La introducción de todo tipo de alimentos en la cantidad justa es fundamental para que los peques aprendan a llevar una dieta sana y equilibrada y además crezca sano, evitando así los riesgos que conlleva una mala alimentación, como desnutrición, sobrepeso, colesterol, diabetes u obesidad.

Dar de comer a un niño de entre tres y siete años es, para muchos padres, un esfuerzo casi titánico.

Un primer paso para conseguirlo es implicar al pequeño en las tareas de la cocina. Ayudarnos a hacer una masa de harina, remover los ingredientes o echar los condimentos servirá para que el niño coma con más placer aquel plato que ha contribuido a cocinar. De igual forma, la presentación es fundamental para que el niño coma. No es lo mismo un filete de pescado a la plancha en un plato, que acompañarlo con un poco de perejil, tomates cherry, huevo duro rallado y formas dibujadas con ketchup.

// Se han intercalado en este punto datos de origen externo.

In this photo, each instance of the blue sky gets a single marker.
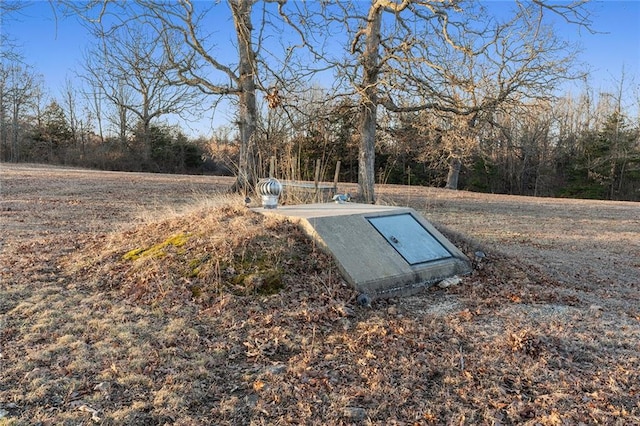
(54, 47)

Dependiendo de los gustos del pequeño, así elegiremos los ‘adornos’ de la comida.

Alimentos que no pueden faltar en el menú semanal

  • Fruta: 3 raciones diarias.
  • Lácteos: 3 raciones diarias.
  • Carne y pescado: alternar en la misma frecuencia en las comidas (no en las cenas) la ración de carne y pescado. Un día pescado, pues otro día carne.
  • Huevos: 4 ó 5 a la semana. Preferentemente a la cena.
  • Legumbres: 1 ó 2 veces a la semana todo el año.
  • Verduras y hortalizas: 2 raciones diarias. Lo ideal es darle una ración a la comida y otra a la cena.
  • Cereales (pan): 1 ó 2 raciones diarias.
  • Arroz: 2 ó 3 raciones a la semana.
  • Pasta: 2 ó 4 raciones a la semana.

La mayoría de los niños rechazan ciertos alimentos por su color, forma y, sobre todo, por la textura que adquieren en su paladar. Triturados en puré, el pequeño apenas se dará cuenta de lo que está comiendo.

Otros aliados de nuestra cocina para que tus hijos coman de todo son los huevos, la pasta y el arroz. Bien camuflados en una tortilla, unos espaguetis o una paella, muchos niños son capaces de comer de casi todo.

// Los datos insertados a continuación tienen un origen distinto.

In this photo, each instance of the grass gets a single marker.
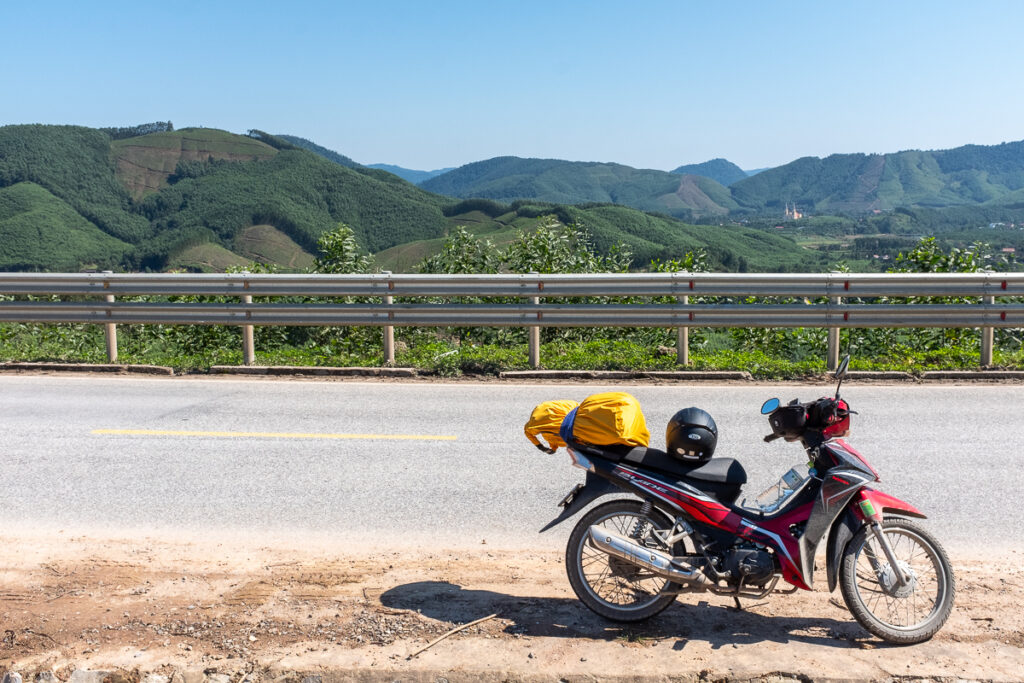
(203, 347)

 Mantén un horario regular para las comidas y las meriendas, teniendo en cuenta las siestas de tu hijo. Ofrece tres comidas regulares y dos o tres pequeñas meriendas nutritivas. Los siguientes son ejemplos de refrigerios nutritivos:

 • Fruta

• Tomatitos miniatura y cubitos de queso

• Yogur con fresas o rebanadas de fruta

• Un sándwich pequeño

• Palitos de vegetales o pan con mantequilla

• Batido de frutas y leche

• Torta, bollo o pan con una taza de leche

• Frutos secos

No sólo debemos asegurarnos de que la comida que les damos sea lo suficientemente balanceada y variada para que les aporte los nutrientes que necesitan para crecer y desarrollarse, sino que también debemos luchar en muchos casos contra la falta de apetito, o niños con resistencia a probar nuevos alimentos. En muchos casos es más fácil complacer a un exigente gourmet que al pequeñín.

Las posibilidades son muchas: tú sólo tienes que probar suerte con nuevas combinaciones.